Sucedió una noche en la que Cat estaba trabajando en el bar y yo volvía a atravesar uno de mis momentos negros. De pronto me encontré sola y desamparada, lejos de Madrid, de mi casa, de Mónica, inmersa en una vida que no entendía y en la que no participaba. Necesitaba desesperadamente hablar con alguien, sentir a alguien cercano, atravesar las aguas de aquel océano fangoso, ascender a la superficie y tocar la luz con las puntas de los dedos. No podía contar con Cat en ese momento, porque ella tenía prohibido recibir llamadas en el trabajo excepto por urgencia absoluta. Así que llamé al servicio de información telefónica y pregunté por el número de Ralph. Mr Scott-Foreman; 9, Baker Street. Por increíble que resulte, no sabía su número, nunca le había llamado por teléfono.

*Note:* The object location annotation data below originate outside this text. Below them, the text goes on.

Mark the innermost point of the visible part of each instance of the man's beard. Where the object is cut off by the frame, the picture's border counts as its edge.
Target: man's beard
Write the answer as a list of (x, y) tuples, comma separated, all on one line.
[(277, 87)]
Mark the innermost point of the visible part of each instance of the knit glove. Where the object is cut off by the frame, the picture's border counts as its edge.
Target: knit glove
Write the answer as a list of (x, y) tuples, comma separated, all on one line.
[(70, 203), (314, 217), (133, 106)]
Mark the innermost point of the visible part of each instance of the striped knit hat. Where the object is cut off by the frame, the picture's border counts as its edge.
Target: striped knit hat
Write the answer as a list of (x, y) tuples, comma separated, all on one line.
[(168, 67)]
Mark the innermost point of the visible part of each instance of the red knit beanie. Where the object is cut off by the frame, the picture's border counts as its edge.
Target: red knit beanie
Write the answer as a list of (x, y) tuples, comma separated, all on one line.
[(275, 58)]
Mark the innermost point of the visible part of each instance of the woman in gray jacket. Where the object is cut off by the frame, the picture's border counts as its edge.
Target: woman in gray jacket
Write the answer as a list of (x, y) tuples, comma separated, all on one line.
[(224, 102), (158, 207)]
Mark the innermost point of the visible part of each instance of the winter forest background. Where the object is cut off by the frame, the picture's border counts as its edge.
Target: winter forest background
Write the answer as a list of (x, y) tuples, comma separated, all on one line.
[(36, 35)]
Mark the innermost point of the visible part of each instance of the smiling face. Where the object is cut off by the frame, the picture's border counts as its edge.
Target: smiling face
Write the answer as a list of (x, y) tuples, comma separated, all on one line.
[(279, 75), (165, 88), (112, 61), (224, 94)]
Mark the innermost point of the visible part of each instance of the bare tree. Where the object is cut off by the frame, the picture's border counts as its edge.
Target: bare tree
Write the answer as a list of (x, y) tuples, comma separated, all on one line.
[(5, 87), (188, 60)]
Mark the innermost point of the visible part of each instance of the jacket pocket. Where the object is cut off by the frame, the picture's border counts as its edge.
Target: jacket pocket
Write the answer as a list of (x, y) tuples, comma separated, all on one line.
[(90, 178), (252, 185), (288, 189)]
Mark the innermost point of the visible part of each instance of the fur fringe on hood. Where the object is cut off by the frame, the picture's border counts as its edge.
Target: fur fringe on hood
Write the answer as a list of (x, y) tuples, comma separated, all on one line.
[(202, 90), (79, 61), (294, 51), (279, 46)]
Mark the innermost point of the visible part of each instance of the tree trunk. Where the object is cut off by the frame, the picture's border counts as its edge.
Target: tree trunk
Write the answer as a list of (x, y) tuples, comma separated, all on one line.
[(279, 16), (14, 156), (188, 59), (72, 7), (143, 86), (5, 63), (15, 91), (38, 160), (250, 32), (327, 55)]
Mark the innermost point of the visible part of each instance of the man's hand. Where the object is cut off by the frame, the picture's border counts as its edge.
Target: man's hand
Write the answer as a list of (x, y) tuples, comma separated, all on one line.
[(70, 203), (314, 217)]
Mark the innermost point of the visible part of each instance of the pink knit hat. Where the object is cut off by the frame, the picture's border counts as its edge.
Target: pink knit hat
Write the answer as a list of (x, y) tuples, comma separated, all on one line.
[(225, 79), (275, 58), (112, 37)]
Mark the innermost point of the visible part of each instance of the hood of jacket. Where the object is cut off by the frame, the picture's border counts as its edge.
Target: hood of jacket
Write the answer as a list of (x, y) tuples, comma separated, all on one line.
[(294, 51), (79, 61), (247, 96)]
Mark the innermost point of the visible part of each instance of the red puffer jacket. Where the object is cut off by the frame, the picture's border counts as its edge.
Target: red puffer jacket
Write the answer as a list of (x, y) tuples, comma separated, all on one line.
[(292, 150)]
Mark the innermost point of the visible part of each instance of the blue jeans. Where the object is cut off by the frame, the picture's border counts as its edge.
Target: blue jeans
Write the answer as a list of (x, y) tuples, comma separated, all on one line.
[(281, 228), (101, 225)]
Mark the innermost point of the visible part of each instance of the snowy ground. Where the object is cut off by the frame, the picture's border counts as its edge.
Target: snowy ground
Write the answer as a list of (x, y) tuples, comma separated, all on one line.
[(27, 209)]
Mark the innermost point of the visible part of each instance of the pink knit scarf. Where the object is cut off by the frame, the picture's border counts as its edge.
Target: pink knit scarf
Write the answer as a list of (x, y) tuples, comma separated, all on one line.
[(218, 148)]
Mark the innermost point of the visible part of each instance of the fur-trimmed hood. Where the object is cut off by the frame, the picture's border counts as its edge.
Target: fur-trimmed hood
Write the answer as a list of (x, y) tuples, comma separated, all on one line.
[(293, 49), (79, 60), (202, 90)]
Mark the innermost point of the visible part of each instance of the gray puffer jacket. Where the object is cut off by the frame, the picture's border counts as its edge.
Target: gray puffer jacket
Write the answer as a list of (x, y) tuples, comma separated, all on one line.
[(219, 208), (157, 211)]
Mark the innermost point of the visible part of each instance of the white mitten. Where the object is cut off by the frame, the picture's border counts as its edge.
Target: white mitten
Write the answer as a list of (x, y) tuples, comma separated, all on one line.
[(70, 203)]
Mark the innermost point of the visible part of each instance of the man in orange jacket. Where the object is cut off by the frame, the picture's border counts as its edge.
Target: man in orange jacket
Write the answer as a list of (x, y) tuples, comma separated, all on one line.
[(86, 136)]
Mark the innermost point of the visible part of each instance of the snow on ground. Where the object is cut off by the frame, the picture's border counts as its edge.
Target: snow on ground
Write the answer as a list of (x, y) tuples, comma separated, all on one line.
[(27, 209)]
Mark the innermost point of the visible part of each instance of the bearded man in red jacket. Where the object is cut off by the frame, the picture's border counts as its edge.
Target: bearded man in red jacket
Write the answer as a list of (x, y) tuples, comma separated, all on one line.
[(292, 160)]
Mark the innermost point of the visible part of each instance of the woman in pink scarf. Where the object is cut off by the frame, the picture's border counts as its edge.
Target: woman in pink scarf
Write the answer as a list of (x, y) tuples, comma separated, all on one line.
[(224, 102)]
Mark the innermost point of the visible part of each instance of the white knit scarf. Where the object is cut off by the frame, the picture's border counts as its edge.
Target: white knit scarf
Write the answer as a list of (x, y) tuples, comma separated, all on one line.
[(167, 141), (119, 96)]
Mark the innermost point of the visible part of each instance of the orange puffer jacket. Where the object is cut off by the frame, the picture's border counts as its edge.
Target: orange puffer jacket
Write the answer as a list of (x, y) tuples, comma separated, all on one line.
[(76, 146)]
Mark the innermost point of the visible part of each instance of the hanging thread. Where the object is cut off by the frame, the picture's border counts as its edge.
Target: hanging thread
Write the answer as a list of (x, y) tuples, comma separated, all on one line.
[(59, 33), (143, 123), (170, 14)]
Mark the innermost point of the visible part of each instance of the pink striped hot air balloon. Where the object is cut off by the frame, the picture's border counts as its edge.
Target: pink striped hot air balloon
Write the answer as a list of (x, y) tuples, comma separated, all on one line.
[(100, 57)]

Su voz grave y oscura, aislada de su persona, disociada de su consistencia física, adquiría un matiz distinto y sonaba intensamente follable. Me atrapaba con la inmediatez con la que la música se hace con los sentidos. De pronto me invadió una necesidad imperiosa de sentirle cerca, de bailar al ritmo de esa voz cadenciosa, de dejarme llevar por su corriente de testosterona. A pesar de que yo nunca le había llamado antes ni él me había proporcionado su teléfono, no parecía sorprendido. ¿Cómo estás?, preguntó. Dejé transcurrir unos segundos durante los cuales podía escuchar el
ambient
que sonaba en el fondo del auricular. No sé, respondí finalmente. No muy bien. ¿Qué sucede?, preguntó él. Me siento sola. Todos estamos solos, respondió. Cuanto antes te acostumbres a ello, mejor. No quiero empezar a acostumbrarme esta noche. No precisamente esta noche. Esperaba que me invitase a su casa, pero él no dijo nada. Los sintetizadores de The Orb volvieron a tomar posesión del silencio. ¿Qué haces?, pregunté al final. Trabajando en mi tesis, respondió, y debo volver a ella. Cuídate. Nos vemos pronto. Y colgó.
Salí a la calle. Iba cayendo la helada, iba cayendo la noche, y la niebla iba tomando posesión de la ciudad a igual velocidad que la inquietud que devoraba mi organismo; se diluían los contornos de los edificios amenazantes, el mundo parecía liviano y un tanto vacío. Caminaba por Edimburgo y me sentía como en un sueño. Los puntos de referencia —el castillo, el puente, la montaña— suspendidos en el aire como decorados de tramoya, aislados e inconexos entre la niebla. Avanzaba a la deriva en un paisaje incompleto, una especie de boceto del Edimburgo que conocía, farolas y torres flotando fuera de contexto, en el aire salpicado de puntitos luminosos.
De pronto la vi en el cielo, inmensa, presagiante, velada por las lágrimas y por las nubes y por el vaho de mi propia respiración. La imagen empañada de la luna llena. Superstición absurda, pero el caso es que yo, por tradición, hacía el amor todas las lunas llenas, desde que conocí a Cat. Todas las lunas llenas, excepto aquélla. Oh sí, hubiera podido volver a casa y esperar hasta que ella llegase, cómo no. Pero no deseaba hacerlo con Cat, porque estaba deprimida y no disponía, por tanto, de la energía ni la sonrisa necesarias. Debía tener una especie de fidelidad absurda hecha un cromosoma, impresa en mi dotación genética, que me forzaba a desear a Ralph y sólo a Ralph, al menos esa noche. Así que desanduve el camino a casa zigzagueando por las aceras, esquivando a borrachos, pensando. Mi rival, mi competidor, mi amante, aquel hombre al que le envidiaba de corazón el dinero, la tranquilidad y la sangre fría de las que yo carecía, me había fallado cuando le necesitaba.